Maradona: “La 10 è sempre stata mia”

Maradona su Instagram ha anche ricordato l’anniversario dei 35 anni della partita contro il Venezuela, valida per le qualificazioni al Mondiale ’86. “È stata la mia prima partita ufficiale, dopo il Mundial 82. In quei quasi tre anni di assenza, ho avuto l’epatite, una frattura alla caviglia e i problemi che avevamo noi “stranieri” per giocare in Nazionale. Prima che fossero introdotte le date Fifa, erano i club ad avere i passaporti dei calciatori e le federazioni non erano obbligate a rinunciarci. Era un altro calcio. Un altro mondo. Quando sono arrivato in Venezuela, una persona mi colpì il ginocchio con un calcio entrando nell’hotel. Oggi non potrebbe succedere. Per questo dico ai giornalisti, che oggi fanno mille confronti, mille statistiche, a chi pensa di aver scoperto il calcio, che non si può paragonare. Non era come adesso. Era tutto diverso. I campi, il pallone, i soldi, l’arbitraggio, la formazione, l’allenamento, la medicina, il giornalismo, i mezzi di comunicazione,  trasporti, gli alberghi, il resto. Il fair play non esisteva, ti prendevano a calci in culo. E se non avevi la Coppa del mondo, non c’era il paradiso. Ecco perché Bilardo, durante i primi anni, mise insieme una Nazionale con i calciatori che giocavano in Argentina.
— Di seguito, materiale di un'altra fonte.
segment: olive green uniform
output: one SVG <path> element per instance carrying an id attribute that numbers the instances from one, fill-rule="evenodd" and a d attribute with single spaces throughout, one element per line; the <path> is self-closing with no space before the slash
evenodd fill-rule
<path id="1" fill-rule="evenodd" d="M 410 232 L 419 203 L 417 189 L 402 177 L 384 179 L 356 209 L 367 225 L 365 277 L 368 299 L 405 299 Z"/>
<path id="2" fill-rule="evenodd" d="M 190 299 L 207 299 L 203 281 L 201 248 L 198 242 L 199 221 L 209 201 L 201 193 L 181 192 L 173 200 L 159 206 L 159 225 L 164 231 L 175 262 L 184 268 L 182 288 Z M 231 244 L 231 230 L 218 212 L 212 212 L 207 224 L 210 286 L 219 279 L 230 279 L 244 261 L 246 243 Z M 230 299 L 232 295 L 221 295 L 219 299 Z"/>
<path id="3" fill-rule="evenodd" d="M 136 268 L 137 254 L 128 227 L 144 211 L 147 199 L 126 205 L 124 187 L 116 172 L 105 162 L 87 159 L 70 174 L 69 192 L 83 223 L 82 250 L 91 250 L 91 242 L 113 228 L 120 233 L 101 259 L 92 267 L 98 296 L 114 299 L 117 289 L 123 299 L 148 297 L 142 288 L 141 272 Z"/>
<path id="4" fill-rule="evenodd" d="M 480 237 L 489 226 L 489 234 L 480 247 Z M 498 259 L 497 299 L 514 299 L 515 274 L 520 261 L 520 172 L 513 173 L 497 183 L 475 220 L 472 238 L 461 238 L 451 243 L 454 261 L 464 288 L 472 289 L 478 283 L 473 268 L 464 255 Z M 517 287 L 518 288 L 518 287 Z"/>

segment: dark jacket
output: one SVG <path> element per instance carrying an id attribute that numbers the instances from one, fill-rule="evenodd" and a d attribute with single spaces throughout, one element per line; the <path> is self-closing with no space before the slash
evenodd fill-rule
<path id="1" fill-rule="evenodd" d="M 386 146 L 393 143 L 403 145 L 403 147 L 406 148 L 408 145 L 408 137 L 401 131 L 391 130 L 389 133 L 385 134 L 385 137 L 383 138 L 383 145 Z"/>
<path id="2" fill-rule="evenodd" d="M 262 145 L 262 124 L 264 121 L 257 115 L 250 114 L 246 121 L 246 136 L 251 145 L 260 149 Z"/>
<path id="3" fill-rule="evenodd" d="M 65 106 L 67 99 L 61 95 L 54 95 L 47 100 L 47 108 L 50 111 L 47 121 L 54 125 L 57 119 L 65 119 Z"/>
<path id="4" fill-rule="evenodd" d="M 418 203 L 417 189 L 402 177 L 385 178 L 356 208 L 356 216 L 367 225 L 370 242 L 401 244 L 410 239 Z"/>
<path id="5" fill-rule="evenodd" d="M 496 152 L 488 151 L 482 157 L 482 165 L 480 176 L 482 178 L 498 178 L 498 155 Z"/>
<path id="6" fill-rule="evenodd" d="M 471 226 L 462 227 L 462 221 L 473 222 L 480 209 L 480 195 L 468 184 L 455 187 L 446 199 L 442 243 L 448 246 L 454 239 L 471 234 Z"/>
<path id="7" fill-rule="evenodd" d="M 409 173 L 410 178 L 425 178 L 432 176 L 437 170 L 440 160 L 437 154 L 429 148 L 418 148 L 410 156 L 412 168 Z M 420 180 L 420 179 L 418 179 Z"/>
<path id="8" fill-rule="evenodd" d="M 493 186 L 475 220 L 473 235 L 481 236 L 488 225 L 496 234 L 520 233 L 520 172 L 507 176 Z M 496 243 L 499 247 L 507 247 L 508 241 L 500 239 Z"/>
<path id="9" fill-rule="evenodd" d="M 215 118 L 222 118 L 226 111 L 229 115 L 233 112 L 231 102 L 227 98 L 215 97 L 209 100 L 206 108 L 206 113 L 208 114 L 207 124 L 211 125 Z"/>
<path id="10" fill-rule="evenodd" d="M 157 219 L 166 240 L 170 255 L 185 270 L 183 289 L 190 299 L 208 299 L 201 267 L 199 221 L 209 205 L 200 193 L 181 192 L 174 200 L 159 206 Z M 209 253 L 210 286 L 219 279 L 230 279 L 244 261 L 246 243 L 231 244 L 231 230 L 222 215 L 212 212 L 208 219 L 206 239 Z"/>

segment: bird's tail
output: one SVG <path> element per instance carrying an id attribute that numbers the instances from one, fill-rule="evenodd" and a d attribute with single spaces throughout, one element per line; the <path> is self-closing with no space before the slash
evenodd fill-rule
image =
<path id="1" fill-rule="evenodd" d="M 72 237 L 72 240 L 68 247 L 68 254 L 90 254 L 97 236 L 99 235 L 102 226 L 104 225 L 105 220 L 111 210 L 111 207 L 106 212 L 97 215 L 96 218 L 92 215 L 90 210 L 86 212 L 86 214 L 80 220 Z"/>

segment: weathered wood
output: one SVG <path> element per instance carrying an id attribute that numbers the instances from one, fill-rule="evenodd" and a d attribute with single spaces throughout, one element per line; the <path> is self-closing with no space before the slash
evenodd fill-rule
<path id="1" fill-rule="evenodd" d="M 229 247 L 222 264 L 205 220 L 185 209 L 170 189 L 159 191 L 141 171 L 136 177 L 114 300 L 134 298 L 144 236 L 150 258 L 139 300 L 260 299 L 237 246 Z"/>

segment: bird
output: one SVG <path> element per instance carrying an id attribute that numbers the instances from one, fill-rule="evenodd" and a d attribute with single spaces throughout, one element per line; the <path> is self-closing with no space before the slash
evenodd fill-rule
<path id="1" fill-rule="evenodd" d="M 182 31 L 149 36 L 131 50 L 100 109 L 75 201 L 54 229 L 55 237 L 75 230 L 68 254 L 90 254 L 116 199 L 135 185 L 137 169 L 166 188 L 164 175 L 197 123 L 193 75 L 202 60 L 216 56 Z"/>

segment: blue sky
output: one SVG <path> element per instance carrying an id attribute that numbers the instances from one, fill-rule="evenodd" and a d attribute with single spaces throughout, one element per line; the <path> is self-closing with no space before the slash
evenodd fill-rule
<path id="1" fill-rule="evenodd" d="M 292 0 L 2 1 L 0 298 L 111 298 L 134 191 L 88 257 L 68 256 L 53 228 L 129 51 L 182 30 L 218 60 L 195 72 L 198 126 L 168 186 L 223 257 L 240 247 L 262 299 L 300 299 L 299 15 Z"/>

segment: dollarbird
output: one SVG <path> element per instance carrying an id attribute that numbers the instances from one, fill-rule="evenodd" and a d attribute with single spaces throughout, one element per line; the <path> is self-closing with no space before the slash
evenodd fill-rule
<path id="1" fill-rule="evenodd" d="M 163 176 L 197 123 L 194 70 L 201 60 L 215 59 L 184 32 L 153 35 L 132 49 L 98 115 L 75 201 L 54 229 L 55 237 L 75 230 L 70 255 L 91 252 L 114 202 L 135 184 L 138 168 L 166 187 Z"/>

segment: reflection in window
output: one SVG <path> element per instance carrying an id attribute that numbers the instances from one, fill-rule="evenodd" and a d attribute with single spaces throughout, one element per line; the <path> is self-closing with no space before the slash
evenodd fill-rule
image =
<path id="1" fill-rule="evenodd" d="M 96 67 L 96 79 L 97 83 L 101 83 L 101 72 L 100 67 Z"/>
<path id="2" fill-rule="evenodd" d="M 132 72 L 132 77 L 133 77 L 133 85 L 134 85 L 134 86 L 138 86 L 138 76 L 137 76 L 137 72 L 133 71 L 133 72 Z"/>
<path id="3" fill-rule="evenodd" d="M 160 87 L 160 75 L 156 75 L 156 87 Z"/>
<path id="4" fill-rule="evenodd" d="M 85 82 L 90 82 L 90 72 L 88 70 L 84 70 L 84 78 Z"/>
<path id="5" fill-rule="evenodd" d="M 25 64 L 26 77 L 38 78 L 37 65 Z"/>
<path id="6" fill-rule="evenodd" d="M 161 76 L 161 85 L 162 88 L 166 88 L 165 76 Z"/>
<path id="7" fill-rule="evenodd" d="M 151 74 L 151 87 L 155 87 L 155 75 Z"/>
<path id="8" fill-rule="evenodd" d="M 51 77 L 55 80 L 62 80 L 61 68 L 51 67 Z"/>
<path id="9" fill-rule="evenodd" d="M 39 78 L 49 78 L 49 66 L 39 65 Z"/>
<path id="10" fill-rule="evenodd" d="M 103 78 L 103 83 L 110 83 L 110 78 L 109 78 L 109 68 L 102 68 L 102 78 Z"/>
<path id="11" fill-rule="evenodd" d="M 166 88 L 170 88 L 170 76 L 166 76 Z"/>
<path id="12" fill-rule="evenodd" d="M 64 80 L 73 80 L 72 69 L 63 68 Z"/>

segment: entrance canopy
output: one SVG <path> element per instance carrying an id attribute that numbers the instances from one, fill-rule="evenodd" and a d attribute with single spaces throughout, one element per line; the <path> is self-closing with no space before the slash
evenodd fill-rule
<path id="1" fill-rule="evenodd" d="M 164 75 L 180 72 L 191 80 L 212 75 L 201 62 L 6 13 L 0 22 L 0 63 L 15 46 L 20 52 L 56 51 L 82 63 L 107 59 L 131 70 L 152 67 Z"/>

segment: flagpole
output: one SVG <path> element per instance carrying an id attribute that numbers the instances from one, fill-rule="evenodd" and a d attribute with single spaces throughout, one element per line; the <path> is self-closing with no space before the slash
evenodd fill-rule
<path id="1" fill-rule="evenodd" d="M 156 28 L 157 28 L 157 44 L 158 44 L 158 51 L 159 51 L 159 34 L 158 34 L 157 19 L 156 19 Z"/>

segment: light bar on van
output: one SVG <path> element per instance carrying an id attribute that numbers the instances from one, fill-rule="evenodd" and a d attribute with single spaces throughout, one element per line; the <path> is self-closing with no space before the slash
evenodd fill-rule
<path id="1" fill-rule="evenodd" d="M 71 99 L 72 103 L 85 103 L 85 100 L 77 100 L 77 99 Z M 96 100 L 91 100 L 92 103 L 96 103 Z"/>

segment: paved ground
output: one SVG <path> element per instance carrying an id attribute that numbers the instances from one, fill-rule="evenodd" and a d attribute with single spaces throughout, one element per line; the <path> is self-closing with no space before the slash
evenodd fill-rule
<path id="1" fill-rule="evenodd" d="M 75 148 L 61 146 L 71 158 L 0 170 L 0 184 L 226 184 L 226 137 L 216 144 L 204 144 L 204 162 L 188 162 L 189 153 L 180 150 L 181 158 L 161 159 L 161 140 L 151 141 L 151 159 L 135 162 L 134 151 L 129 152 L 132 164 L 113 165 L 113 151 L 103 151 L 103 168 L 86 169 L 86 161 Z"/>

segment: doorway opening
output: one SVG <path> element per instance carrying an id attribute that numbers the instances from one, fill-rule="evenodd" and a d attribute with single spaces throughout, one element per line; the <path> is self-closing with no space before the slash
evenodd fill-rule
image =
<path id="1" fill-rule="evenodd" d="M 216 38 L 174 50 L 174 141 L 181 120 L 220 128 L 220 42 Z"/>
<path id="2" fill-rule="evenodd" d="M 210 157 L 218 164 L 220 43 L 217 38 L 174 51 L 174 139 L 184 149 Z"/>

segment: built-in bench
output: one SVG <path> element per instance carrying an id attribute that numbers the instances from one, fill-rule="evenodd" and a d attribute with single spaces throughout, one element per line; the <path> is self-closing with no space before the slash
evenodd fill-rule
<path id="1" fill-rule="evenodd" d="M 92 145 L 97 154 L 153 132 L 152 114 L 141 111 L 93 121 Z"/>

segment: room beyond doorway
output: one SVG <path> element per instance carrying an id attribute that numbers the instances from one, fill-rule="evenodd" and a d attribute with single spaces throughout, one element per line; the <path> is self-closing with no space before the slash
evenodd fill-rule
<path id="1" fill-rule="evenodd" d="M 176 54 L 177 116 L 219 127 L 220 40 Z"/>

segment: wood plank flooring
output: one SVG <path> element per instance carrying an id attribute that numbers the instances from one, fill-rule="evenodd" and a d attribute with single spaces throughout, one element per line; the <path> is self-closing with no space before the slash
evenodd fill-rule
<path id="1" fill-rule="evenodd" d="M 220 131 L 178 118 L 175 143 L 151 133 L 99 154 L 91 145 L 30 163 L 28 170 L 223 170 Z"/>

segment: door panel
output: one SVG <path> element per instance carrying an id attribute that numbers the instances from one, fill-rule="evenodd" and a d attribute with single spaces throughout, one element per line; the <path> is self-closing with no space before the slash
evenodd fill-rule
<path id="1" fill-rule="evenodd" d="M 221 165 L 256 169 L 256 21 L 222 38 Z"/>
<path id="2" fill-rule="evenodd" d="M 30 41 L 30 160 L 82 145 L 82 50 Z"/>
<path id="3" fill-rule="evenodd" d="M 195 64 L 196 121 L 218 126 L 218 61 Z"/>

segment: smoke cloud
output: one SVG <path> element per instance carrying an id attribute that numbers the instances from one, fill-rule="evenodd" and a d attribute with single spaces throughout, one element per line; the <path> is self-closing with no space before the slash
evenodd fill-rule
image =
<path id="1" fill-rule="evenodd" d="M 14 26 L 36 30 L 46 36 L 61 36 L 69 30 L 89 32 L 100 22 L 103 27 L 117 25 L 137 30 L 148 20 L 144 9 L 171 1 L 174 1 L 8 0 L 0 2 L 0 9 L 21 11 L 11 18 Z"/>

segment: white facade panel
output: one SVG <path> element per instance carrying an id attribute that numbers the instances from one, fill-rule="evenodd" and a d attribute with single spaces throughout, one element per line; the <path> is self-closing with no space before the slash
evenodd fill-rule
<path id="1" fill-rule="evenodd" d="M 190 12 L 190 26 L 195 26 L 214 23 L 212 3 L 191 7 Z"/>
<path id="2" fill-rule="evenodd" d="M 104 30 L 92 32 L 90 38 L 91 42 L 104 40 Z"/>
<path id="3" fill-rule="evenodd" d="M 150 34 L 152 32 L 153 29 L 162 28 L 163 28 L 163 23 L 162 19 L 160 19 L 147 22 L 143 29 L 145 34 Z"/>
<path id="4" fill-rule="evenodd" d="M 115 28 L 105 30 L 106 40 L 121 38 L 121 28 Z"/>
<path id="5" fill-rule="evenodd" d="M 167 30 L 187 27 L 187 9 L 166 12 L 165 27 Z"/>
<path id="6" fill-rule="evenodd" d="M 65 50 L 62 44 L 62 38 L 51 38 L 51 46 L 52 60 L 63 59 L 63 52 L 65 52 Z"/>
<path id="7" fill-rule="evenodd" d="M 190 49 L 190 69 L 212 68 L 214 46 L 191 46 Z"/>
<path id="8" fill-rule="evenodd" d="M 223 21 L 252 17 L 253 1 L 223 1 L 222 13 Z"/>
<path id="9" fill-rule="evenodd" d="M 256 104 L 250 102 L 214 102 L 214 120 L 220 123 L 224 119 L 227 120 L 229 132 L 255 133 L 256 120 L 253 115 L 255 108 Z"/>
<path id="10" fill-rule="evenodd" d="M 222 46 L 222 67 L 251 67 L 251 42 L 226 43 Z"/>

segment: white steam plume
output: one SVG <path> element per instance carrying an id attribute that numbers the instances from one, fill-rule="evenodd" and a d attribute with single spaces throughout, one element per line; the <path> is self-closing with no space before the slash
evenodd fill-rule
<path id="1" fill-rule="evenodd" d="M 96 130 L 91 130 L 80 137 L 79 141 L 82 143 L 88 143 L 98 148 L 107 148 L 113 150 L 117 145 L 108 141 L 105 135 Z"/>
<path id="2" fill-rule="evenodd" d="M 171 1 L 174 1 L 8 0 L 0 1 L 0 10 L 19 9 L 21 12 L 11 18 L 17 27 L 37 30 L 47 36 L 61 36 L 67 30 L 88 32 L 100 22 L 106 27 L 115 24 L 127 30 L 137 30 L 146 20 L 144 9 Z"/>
Non c’erano gli “europei”. Anche Passarella, Burruchaga e Valdano furono esclusi. Neanche a loro fu permesso di andare a giocare in Nazionale. Nonostante tutto questo, voglio dirti che non ho mai lasciato la Nazionale. Non mi sono mai tolto la maglietta dalla squadra. Non mentire alle persone. Non lasciate che la quarantena vi colpisca, ragazzi. Perché, anche quando non ci sono stato, la 10 è sempre stata mia”.